Oscars 2024: A Deep Dive into the Best Picture Nominees

Oscars 2024: A Deep Dive into the Best Picture Nominees

The Best Picture at the Oscars 2024 race is as diverse and riveting as it gets, with a mix of genre-defining blockbusters, poignant dramas, and groundbreaking foreign films.

This year, the cinematic landscape was dominated by “Barbenheimer,” a term coined by the media frenzy surrounding the simultaneous success of “Barbie” and “Oppenheimer.” Yet, amidst this buzz, a slew of other significant films have made their mark, from narratives exploring deep societal issues to those revisiting historical events with a fresh perspective.

American Fiction

Cord Jefferson’s “American Fiction” marks a remarkable directorial debut, weaving a narrative that’s both a critical and commercial success. The film centres on Thelonius ‘Monk’ Ellison, portrayed by Jeffrey Wright in what many are calling the role of his lifetime. As Monk navigates the unexpected success of his satirical novel, the film delves into themes of identity, family, and the unpredictability of life, earning it nominations for both Best Picture and Best Actor, among others.

Anatomy of a Fall

This French drama stands out as a compelling courtroom drama wrapped in the complexities of a marriage. Directed by Justine Triet, “Anatomy of a Fall” has been lauded for its intricate screenplay and powerful performances, making it a strong contender in the international film category at the Oscars. The film’s narrative challenges viewers to piece together the truth, offering no easy answers in a story of love, loss, and mystery.

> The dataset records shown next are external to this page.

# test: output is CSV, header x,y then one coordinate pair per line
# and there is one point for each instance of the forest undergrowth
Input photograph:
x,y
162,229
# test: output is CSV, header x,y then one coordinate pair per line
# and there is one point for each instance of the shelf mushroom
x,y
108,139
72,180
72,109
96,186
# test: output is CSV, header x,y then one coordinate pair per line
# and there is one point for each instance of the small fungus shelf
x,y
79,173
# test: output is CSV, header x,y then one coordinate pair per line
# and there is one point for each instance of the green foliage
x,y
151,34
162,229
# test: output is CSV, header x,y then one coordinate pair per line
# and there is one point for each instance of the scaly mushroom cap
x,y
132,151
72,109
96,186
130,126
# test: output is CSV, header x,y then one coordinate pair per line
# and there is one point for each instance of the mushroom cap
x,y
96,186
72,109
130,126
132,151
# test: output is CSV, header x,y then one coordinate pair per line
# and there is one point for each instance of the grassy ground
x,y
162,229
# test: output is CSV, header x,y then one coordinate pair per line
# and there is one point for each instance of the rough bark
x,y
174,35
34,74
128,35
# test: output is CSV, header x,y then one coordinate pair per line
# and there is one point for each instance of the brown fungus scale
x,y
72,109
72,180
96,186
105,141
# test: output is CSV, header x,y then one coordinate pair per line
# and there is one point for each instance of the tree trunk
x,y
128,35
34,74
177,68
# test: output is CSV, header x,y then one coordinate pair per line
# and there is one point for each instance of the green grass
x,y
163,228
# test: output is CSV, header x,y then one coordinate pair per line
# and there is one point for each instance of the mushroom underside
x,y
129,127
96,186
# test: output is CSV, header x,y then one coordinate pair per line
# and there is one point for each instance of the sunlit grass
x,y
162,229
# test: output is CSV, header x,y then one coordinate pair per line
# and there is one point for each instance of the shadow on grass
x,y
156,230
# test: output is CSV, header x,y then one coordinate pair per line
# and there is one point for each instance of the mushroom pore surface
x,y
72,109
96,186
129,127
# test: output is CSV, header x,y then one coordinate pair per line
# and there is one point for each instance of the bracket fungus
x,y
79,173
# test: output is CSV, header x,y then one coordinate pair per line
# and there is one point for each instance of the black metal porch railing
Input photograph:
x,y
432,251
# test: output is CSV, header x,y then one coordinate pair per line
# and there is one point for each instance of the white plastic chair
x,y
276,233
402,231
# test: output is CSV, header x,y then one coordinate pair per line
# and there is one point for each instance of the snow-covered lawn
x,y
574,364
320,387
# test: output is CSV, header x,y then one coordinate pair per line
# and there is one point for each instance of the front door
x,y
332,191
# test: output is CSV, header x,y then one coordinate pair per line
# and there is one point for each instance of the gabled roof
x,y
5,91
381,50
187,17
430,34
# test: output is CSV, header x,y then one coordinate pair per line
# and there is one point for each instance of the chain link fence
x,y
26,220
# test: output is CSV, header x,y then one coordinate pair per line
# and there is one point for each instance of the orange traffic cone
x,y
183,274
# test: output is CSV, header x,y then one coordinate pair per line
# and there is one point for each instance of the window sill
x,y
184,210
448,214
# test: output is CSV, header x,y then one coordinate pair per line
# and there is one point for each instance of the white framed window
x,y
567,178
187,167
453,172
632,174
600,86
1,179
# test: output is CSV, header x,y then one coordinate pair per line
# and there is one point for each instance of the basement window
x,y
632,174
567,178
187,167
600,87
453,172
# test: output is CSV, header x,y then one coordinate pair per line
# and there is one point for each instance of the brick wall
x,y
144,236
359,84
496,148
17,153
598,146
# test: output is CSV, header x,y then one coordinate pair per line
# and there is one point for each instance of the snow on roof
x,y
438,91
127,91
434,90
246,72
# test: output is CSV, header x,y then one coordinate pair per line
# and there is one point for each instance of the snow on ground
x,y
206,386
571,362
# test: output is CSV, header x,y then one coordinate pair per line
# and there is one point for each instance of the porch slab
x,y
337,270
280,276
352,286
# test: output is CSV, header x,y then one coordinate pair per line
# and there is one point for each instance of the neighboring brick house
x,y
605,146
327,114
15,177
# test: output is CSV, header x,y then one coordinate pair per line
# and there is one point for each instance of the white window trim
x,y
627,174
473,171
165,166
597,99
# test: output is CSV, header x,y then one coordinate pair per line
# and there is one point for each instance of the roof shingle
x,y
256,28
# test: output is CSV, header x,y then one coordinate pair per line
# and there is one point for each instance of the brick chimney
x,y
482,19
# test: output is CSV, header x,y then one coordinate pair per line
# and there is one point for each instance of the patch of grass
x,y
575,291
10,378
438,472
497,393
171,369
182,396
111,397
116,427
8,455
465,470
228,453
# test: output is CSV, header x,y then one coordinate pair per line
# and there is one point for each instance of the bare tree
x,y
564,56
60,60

Greta Gerwig’s “Barbie” has defied expectations, transforming a global toy icon into a cinematic phenomenon that grossed over $1.5 billion. Despite its commercial success and critical acclaim, the film’s snub in the Best Actress and Best Director categories has been a point of contention. Nevertheless, “Barbie” remains a cultural milestone, celebrated for its inventive storytelling and vibrant aesthetic.

Killers of the Flower Moon

Martin Scorsese’s “Killers of the Flower Moon” revisits a dark chapter in American history with a narrative centred on the Osage murders of the 1920s. Despite its stellar cast and gripping storyline, the film faces stiff competition in a year filled with exceptional cinema. Lily Gladstone’s performance stands out, but other nominees may overshadow the film’s overall impact.


Bradley Cooper’s “Maestro” offers a unique biographical look at Leonard Bernstein, focusing on the maestro’s relationship with his wife, Felicia Montealegre. Cooper’s dedication to the role, including learning to conduct for the film, pairs with Carey Mulligan’s outstanding performance to create a deeply personal and insightful film.


Christopher Nolan’s “Oppenheimer” is a frontrunner for Best Picture, combining box office success with critical acclaim. This biographical epic about J. Robert Oppenheimer and the atomic bomb has not only cemented Nolan’s reputation as a master filmmaker but also stands as a testament to the power of cinema to explore complex historical and ethical themes.

Past Lives

Celine Song’s “Past Lives” presents a delicate, introspective look at love, memory, and identity. Though Greta Lee’s performance was surprisingly overlooked for a nomination, the film itself has garnered attention for its nuanced storytelling and emotional depth, introducing Song as a significant new voice in cinema.

Poor Things

Yorgos Lanthimos and Emma Stone reunite in “Poor Things,” a film that challenges societal norms and perceptions of womanhood. Stone’s performance has been praised for its boldness and depth, signalling the continuation of a fruitful creative partnership with Lanthimos.

The Zone of Interest

As one of the foreign language films to break into the Best Picture category, “The Zone of Interest” offers a haunting look at the human capacity for indifference in the face of atrocity. Set against the backdrop of Nazi Germany, the film serves as a poignant reminder of the dangers of complacency and the importance of remembrance.

As the Oscars night approaches, the question of who will take home the Best Picture award remains open. With such a diverse array of films, each offering its unique vision and voice, the 2024 Oscars promise to be a celebration of the vast spectrum of storytelling that cinema has to offer. Whether it’s the historical depth of “Oppenheimer,” the cultural impact of “Barbie,” or the emotional resonance of “Past Lives,” this year’s nominees reflect the rich tapestry of human experience and the boundless potential of film as an art form.